CS298 Proposal
Improving the BM25F algorithm for use with OPIC based crawlers.
Ravi Inder Singh Dhillon (ravi.dhillon@yahoo.com)
Advisor: Dr. Chris Pollett
Committee Members: Dr. Robert Chun, Dr Jon Pearce
Abstract:
This project aims at improving the BM25F algorithm for use with OPIC-based crawlers. The BM25F ranking function calculates the page relevance by assigning
weights to document fields and the anchor field. The title and body of a document are termed as document fields. The anchor field of a document refers to all
the anchor text in the collection pointing to a particular document. Thus if a lot of unimportant links are pointing to a document they can increase the page
relevance of an important web page for unimportant word searches that are not relevant to it. Hence the goal is to implement a modified BM25F by combining
page rank computed by OPIC algorithm while computing weight for anchor field associated with a web page. The open source search engine YIOOP will be used as
a case study for the project.The modified BM25F will provide a better ranking estimate for documents crawled by YIOOP. For the documents crawled in YIOOP, a
posting list is set of all documents that contain a word in the index. This posting list is very large and needs to be trimmed to get the most relevent
documents. We would run experiments on how far we should go in the posting list and decide on an optimum cutoff point for scanning posting list. At the end
of the project we would come up with concrete results for improving page relevence calculation for OPIC based crawlers.
CS297 Results
- Studied the code and working of YIOOP Open Source search engine
- Studied and implemented OPIC algorithm in PHP
- Studied and implemented BM25F algorithm in PHP
Proposed Schedule
Week 1:
Feb.01-Feb.07 | Proposal |
Week 2:
Feb.08-Feb.15 | Study group iterator in YIOOP |
Week 3,4:
Feb.15-Feb.28 | Code variations in group iterator |
Week 5,6:
March.01-March14 | Run experiments for scanning posting list |
Week 7,8:
March.15-March.28 | Decide an optimum cutoff point for scanning posting list |
Week 9:
March.29-April.03 | Spring Recess |
Week 10,11:
April.04-April.17 | Combine relevence scores with OPIC |
Week 12:
April.18-April.24 | Optimize and finalize modifications in YIOOP |
Week 13:
April.25-May.01 | Start Writing Report |
Week 14:
May.02-May.08 | Finalize Report |
Week 15:
May.09-May.15 | Defense... |
Key Deliverables:
- Software
- Deliverable 1: Perform a statistical study cutoff point in scanning search result posting list versus TREC result scores.

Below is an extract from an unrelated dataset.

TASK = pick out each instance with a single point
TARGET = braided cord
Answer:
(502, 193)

- Deliverable 2: Determine an optimal cut-off point and give some theoretical justification as to why it might be reasonable.
- Deliverable 3: Perform a statistical study of BM25F weighting components and OPIC weight versus TREC scores.
- Deliverable 4: Suggest an optimal weigting scheme for BM25F based on results of Deliverable 3 and justify the results.
- Deliverable 5: Write a new version of group iterator in YIOOP incorporating results from deliverable 1-4 and which is optimized and fast for large
datasets.
- Report
Innovations and Challenges
- Deliverable 1 is challenging because it requires finding an optimal cutoff point for scanning the posting list.
- Deliverable 4 is innovative as it requires finding an efficient way to generate relevance scores for OPIC based crawlers.
- Deliverable 5 is innovative and challenging as it invloves optimizing YIOOP to run fast and get results in resonable time for large datasets.
References:
[APC2003]Serge Abiteboul and Mihai Preda and Gregory Cobena.(2003). Adaptive on-line page
importance computation. In: Proceedings of the 12th international conference on World
Wide Web. pp.280-290.
[ZCTSR2004] Hugo Zaragoza, Nick Craswell, Michael Taylor, Suchi Saria, and Stephen Robertson.
Microsoft Cambridge at TREC-13 (2004): Web and HARD tracks. In Proceedings of 3th
Annual Text Retrieval Conference.
[BSV2004] Paolo Boldi and Massimo Santini and Sebastiano Vigna (2004). Do Your Worst to
Make the Best: Paradoxical Effects in PageRank Incremental Computations. Algorithms
and Models for the Web-Graph. pp. 168-180.
[AC2006] Amy N. Langville and Carl D. Meyer (2006). Google's PageRank and Beyond: The
Science of Search Engine Rankings. Princeton University Press.
[Wiki2011] Okapi BM25F. Wikipedia, the free encyclopedia. |